2. Find out if you have anemia
During the pre-donation process, blood donors are given a hemoglobin test which lets you know if you have anemia. Anemics don’t have enough red blood cells circulating in their body and this condition can pose large health issues in older adults.
However, once you know you have anemia, it’s typically easily treatable. This free hemoglobin test is another positive that comes out of the blood donation process.
3. Find out if you have an STD
After you’ve gone through the drawing process and the needle is out of your arm, your blood is automatically tested for sexually transmitted diseases (STDs). The test includes screenings for syphilis and HIV which you’ll be notified of your status for.
If you’re positive, though, don’t panic. These tests are extremely sensitive so you’ll be retested if you get positive results. However, if you do think you have an STD or STI, visit your doctor, not a blood donation center.
4. Find out if you have other infectious diseases
Infectious diseases are included in the slew of conditions tested for post-blood donation. These include West Nile virus, hepatitis B and C, Zika, and Chagas’s disease (a parasitic infectious disease).
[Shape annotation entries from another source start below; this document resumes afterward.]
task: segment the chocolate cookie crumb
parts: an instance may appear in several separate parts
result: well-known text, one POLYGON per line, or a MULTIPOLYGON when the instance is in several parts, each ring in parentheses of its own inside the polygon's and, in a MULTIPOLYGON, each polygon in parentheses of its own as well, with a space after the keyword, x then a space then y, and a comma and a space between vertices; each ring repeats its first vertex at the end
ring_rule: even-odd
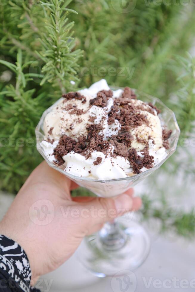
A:
POLYGON ((48 133, 50 135, 51 135, 52 133, 52 131, 53 131, 53 127, 52 127, 52 128, 50 128, 49 130, 48 131, 48 133))
POLYGON ((172 130, 167 130, 164 129, 162 130, 162 139, 165 141, 170 138, 172 133, 172 130))
POLYGON ((100 91, 99 91, 98 93, 98 94, 99 92, 101 92, 102 93, 103 93, 105 94, 106 96, 107 97, 112 97, 113 95, 113 92, 112 90, 111 89, 110 89, 109 90, 101 90, 100 91))
POLYGON ((69 92, 68 93, 65 93, 62 94, 62 97, 68 100, 72 99, 72 98, 75 98, 75 99, 81 100, 83 97, 85 98, 84 97, 81 95, 80 93, 78 92, 69 92))
POLYGON ((122 97, 130 97, 132 99, 137 99, 137 98, 132 89, 127 86, 124 88, 122 96, 122 97))
POLYGON ((83 109, 82 108, 81 109, 78 109, 77 110, 76 112, 76 114, 77 115, 81 115, 82 114, 83 114, 83 109))

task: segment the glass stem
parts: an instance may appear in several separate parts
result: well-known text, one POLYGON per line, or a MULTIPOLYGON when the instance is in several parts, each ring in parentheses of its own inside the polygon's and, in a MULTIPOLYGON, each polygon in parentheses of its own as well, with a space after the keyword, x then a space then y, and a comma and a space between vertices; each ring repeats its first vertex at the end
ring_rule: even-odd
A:
POLYGON ((113 220, 107 222, 99 232, 99 239, 102 247, 108 250, 116 250, 126 243, 127 235, 118 223, 113 220))

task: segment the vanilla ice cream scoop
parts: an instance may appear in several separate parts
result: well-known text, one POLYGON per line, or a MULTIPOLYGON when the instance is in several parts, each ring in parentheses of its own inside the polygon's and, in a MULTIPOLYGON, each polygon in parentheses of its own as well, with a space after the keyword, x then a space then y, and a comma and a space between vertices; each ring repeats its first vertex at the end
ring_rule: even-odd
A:
POLYGON ((63 95, 45 117, 41 145, 50 161, 74 175, 101 180, 131 176, 167 155, 168 134, 159 113, 129 88, 112 91, 102 79, 63 95))

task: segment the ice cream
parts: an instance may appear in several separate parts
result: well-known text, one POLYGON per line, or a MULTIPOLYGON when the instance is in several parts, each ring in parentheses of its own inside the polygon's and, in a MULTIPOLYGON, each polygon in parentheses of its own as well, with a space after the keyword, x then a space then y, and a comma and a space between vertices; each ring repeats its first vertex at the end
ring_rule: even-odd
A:
POLYGON ((163 128, 159 113, 131 88, 113 91, 102 79, 63 95, 45 117, 41 145, 50 161, 75 175, 131 176, 167 156, 171 131, 163 128))

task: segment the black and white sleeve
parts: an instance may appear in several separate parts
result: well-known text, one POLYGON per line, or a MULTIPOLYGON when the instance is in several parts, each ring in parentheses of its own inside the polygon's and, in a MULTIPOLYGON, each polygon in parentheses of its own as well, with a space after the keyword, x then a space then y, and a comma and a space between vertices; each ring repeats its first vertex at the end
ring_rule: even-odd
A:
POLYGON ((31 275, 28 258, 22 248, 0 235, 0 291, 40 292, 30 286, 31 275))

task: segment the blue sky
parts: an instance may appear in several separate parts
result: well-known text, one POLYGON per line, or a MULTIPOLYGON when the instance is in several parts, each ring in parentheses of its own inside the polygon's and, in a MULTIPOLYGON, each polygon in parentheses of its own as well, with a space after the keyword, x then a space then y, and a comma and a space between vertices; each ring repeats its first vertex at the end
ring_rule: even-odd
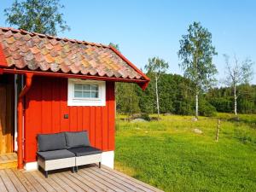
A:
MULTIPOLYGON (((0 26, 6 26, 3 9, 12 0, 1 0, 0 26)), ((182 74, 177 52, 189 24, 201 21, 212 34, 218 56, 213 61, 224 76, 223 54, 256 61, 256 1, 61 0, 61 12, 71 27, 59 36, 108 44, 118 44, 135 65, 143 67, 148 57, 169 62, 169 73, 182 74)), ((254 65, 256 84, 256 64, 254 65)))

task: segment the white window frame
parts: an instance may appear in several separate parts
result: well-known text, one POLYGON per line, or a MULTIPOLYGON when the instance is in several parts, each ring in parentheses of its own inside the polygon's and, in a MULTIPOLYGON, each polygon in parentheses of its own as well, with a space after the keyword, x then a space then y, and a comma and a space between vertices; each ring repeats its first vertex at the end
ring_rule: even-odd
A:
POLYGON ((68 79, 67 82, 67 106, 106 106, 106 82, 87 79, 68 79), (74 97, 74 84, 97 84, 99 86, 98 98, 74 97))

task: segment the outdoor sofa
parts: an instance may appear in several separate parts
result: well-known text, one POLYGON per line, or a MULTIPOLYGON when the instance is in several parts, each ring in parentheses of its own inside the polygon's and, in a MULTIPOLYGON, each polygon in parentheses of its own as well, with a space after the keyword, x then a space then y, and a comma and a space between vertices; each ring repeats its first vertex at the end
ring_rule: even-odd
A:
POLYGON ((48 171, 72 168, 78 172, 79 166, 99 163, 102 151, 90 146, 87 131, 60 132, 38 135, 38 164, 48 177, 48 171))

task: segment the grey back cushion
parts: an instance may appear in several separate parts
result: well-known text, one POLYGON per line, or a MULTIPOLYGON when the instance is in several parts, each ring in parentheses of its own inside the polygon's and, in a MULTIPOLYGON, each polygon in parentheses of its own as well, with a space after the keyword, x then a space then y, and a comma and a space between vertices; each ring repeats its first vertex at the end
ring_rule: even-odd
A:
POLYGON ((90 146, 87 131, 65 132, 67 148, 90 146))
POLYGON ((38 135, 38 151, 53 151, 67 148, 64 132, 38 135))

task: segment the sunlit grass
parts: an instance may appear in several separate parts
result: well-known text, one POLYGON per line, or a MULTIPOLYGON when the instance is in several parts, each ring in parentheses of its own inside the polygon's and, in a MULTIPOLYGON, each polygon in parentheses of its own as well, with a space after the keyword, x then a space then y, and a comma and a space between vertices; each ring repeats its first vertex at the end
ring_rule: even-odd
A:
POLYGON ((116 120, 116 168, 166 191, 255 191, 256 115, 116 120), (221 119, 218 142, 215 141, 221 119), (200 129, 202 134, 194 132, 200 129))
The same goes for these results: Don’t panic. You’ll be retested if you’re positive and if those come back positive again you’ll be able to get the treatment you need.
5. Boost your mental health
According to givingblood.org, the number one reason blood donors say they give is because they “want to help others.”
This sort of altruism doesn’t only have mental benefits, its also been proven to lower blood pressure, according to a study in Health Psychology.
Simply knowing that a pint of your blood saved up to three lives is enough to improve the mental and physical health of just about anyone.